80kmh speed signs shelved 'for sending wrong message'

AA Ireland's Conor Faughnan with one of the new signs.
AA Ireland's Conor Faughnan with one of the new signs.
Niall O'Connor

Niall O'Connor

Thousands of 80kmh speed signs across the country are to be replaced with a black and white alternative which does not contain a numeral.

The signs signify that motorists will be expected to use their own judgment in relation to speed without exceeding a limit of 80kmh.

The new signs will have a black circle with a diagonal line, similar to those used in Ireland before 2004. However, they do not denote a change in the speed limit.

Transport Minister Leo Varadkar said the decision is being taken because the 80kmh signs can send out the "wrong message".

The 80kmh signs flagged for removal are situated along narrow country roads, according to a report carried out by the Speed Limits Review Group.
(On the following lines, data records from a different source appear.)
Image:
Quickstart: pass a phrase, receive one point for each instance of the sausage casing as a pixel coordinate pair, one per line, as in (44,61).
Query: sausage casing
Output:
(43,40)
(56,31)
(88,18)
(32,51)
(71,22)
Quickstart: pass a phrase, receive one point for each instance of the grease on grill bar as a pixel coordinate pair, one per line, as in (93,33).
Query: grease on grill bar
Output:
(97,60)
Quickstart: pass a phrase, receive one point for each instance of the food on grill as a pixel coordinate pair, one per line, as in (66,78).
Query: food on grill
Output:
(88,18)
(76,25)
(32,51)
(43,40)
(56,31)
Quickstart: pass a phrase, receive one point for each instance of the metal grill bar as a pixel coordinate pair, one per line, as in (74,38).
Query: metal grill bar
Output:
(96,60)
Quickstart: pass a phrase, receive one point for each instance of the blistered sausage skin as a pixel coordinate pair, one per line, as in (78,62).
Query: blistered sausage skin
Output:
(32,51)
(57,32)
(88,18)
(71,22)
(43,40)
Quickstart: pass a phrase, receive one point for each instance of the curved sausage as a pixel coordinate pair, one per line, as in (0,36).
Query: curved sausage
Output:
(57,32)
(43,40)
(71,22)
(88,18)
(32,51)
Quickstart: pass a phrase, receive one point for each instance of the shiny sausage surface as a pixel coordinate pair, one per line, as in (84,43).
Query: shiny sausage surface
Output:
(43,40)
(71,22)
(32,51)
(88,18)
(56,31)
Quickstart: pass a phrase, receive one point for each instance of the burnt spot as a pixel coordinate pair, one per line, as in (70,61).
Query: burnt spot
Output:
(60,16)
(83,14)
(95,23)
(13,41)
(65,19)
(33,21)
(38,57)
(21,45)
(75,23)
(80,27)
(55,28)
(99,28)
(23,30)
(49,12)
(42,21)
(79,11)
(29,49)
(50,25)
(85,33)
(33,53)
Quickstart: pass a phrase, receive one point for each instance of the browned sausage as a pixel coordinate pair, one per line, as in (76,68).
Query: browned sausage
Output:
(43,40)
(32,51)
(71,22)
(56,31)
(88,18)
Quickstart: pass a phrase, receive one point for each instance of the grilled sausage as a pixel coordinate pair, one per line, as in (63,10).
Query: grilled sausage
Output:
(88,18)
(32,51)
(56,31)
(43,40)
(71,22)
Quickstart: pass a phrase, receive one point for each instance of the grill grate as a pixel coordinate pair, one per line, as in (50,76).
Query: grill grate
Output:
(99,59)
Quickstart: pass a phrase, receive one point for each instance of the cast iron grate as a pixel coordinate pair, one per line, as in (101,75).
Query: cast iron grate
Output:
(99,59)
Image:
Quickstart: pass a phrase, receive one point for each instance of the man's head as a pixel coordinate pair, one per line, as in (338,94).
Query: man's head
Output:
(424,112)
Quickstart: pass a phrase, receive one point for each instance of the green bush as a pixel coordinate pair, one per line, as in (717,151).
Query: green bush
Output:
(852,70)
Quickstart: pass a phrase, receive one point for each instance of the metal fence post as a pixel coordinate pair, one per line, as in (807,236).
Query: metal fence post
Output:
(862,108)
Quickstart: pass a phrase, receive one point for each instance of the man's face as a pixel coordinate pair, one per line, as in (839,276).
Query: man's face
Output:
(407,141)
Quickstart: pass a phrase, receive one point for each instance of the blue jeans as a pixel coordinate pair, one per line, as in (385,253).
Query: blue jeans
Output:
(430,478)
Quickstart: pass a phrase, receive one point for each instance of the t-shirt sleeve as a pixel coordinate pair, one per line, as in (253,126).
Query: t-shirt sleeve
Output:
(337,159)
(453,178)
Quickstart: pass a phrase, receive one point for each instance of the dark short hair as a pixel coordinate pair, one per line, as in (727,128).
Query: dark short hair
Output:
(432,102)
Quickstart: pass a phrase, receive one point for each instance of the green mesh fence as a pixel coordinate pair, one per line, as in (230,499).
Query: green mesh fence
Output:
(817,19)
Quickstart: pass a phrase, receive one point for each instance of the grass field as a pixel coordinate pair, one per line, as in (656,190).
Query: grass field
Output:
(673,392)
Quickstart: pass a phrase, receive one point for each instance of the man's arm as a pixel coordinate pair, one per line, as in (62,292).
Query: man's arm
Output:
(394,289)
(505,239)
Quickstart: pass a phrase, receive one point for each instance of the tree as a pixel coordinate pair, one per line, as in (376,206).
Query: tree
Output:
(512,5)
The cost of the changes is not finalised because the number of signs set to be taken down has yet to be established. However AA Ireland last night said it is estimated to be thousands of euro.

Mr Varadkar: "Speed limits need to be sensible. And they also need to be obeyed. Speed is the major cause of injuries and deaths on our road.
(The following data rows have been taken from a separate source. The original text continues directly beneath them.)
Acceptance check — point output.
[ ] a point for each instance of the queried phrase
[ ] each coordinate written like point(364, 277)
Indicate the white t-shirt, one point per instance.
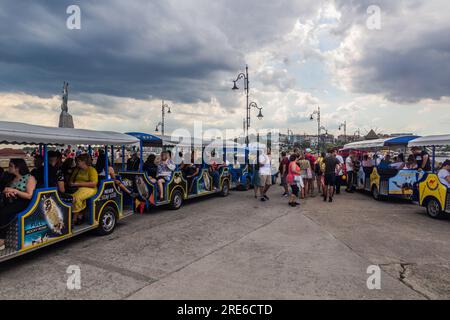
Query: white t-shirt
point(442, 174)
point(349, 164)
point(265, 165)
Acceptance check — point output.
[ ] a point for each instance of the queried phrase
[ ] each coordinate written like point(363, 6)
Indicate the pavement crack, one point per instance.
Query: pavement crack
point(403, 273)
point(119, 270)
point(211, 252)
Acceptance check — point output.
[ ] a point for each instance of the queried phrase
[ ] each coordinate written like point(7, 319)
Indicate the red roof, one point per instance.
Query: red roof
point(9, 152)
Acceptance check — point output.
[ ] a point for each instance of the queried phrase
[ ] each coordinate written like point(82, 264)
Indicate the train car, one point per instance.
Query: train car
point(431, 193)
point(178, 187)
point(386, 182)
point(48, 218)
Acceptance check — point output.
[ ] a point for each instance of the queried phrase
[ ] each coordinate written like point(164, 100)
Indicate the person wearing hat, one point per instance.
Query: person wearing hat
point(422, 159)
point(444, 173)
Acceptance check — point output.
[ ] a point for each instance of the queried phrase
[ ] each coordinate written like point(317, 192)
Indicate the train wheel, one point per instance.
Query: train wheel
point(434, 209)
point(225, 188)
point(107, 221)
point(375, 193)
point(177, 200)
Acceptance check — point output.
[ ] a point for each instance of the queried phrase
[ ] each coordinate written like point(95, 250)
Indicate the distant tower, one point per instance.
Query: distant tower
point(65, 119)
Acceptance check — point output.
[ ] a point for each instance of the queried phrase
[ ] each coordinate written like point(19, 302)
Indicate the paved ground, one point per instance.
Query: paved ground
point(238, 247)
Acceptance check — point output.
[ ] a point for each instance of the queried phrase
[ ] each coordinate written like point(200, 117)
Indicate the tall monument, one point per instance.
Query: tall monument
point(65, 119)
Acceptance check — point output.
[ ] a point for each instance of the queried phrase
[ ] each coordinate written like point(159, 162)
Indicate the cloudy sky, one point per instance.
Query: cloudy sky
point(129, 55)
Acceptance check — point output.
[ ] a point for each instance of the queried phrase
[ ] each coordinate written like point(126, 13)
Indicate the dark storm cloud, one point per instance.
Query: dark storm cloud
point(403, 71)
point(179, 50)
point(136, 49)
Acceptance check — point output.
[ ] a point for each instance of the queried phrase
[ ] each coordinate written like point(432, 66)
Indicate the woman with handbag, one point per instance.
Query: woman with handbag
point(84, 180)
point(305, 173)
point(17, 190)
point(293, 178)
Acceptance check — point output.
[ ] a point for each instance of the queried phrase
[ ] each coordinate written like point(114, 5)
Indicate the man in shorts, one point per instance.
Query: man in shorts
point(284, 164)
point(265, 173)
point(331, 164)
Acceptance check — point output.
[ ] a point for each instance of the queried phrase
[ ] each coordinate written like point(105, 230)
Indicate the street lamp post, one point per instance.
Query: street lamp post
point(326, 134)
point(317, 112)
point(290, 136)
point(248, 105)
point(344, 125)
point(161, 124)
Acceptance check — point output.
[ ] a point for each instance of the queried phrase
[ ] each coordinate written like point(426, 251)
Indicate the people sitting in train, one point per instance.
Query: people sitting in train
point(367, 163)
point(38, 170)
point(67, 169)
point(190, 171)
point(385, 162)
point(398, 163)
point(150, 167)
point(134, 162)
point(411, 163)
point(100, 168)
point(444, 173)
point(164, 172)
point(55, 173)
point(84, 179)
point(422, 159)
point(214, 171)
point(17, 192)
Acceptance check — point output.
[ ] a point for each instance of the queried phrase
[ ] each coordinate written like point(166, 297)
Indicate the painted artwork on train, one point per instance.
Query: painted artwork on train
point(403, 183)
point(49, 220)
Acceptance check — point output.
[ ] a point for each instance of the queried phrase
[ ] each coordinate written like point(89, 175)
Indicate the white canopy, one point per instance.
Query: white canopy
point(366, 144)
point(21, 133)
point(430, 141)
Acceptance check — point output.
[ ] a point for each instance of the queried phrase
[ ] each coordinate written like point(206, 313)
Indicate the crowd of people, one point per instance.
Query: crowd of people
point(302, 173)
point(76, 177)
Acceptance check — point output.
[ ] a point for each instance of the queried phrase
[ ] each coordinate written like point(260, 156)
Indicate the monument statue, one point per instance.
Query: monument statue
point(65, 119)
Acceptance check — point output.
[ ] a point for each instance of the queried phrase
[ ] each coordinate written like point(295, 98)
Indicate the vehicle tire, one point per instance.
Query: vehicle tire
point(225, 188)
point(248, 184)
point(375, 193)
point(107, 221)
point(434, 209)
point(177, 200)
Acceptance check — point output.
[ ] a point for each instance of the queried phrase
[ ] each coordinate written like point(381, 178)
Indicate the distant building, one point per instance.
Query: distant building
point(371, 135)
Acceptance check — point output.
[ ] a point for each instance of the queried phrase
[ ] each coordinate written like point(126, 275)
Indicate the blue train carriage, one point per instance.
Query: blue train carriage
point(48, 219)
point(431, 193)
point(240, 167)
point(145, 192)
point(382, 182)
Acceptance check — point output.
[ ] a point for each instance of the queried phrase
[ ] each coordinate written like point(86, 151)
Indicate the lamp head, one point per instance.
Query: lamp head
point(260, 116)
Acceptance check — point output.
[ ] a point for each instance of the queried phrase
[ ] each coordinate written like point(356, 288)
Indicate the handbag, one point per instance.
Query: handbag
point(309, 173)
point(299, 180)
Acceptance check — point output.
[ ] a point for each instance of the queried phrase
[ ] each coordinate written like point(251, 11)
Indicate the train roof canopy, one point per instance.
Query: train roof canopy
point(380, 143)
point(22, 133)
point(431, 141)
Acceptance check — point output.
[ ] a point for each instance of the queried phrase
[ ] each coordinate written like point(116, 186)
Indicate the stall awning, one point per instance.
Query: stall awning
point(401, 141)
point(431, 141)
point(366, 144)
point(22, 133)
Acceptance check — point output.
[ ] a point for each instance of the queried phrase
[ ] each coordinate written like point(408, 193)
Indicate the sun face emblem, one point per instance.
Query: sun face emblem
point(432, 184)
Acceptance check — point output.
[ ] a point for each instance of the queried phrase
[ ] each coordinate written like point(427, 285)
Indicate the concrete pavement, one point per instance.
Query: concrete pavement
point(239, 247)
"Around next summer they will start seeing the appearance of new black and white signs around boreens and narrower roads."

Meanwhile, the report has recommended the setting up of a system which will allow members of the public to lodge appeals against speed limits.

And an independent body will examine the decisions by local authorities in relation to appeals.

Conor Faughnan of AA Ireland said he believed the appeals system is "really important" for the public. "It will give motorists a proper voice in the setting of speed limits."


Mr Varadkar said he intends to draft legislation that is necessary to underpin the appeals mechanism. Further measures set to come in over the next two years include:

* The setting up of an audit process of all speed limits every five years.

* The removal of so-called 'silly signs' which may encourage inappropriate speeds.

* The introduction of "more effective" limits at road works.

* Motorists will be given the option of having an in-car speed warning from their satnav.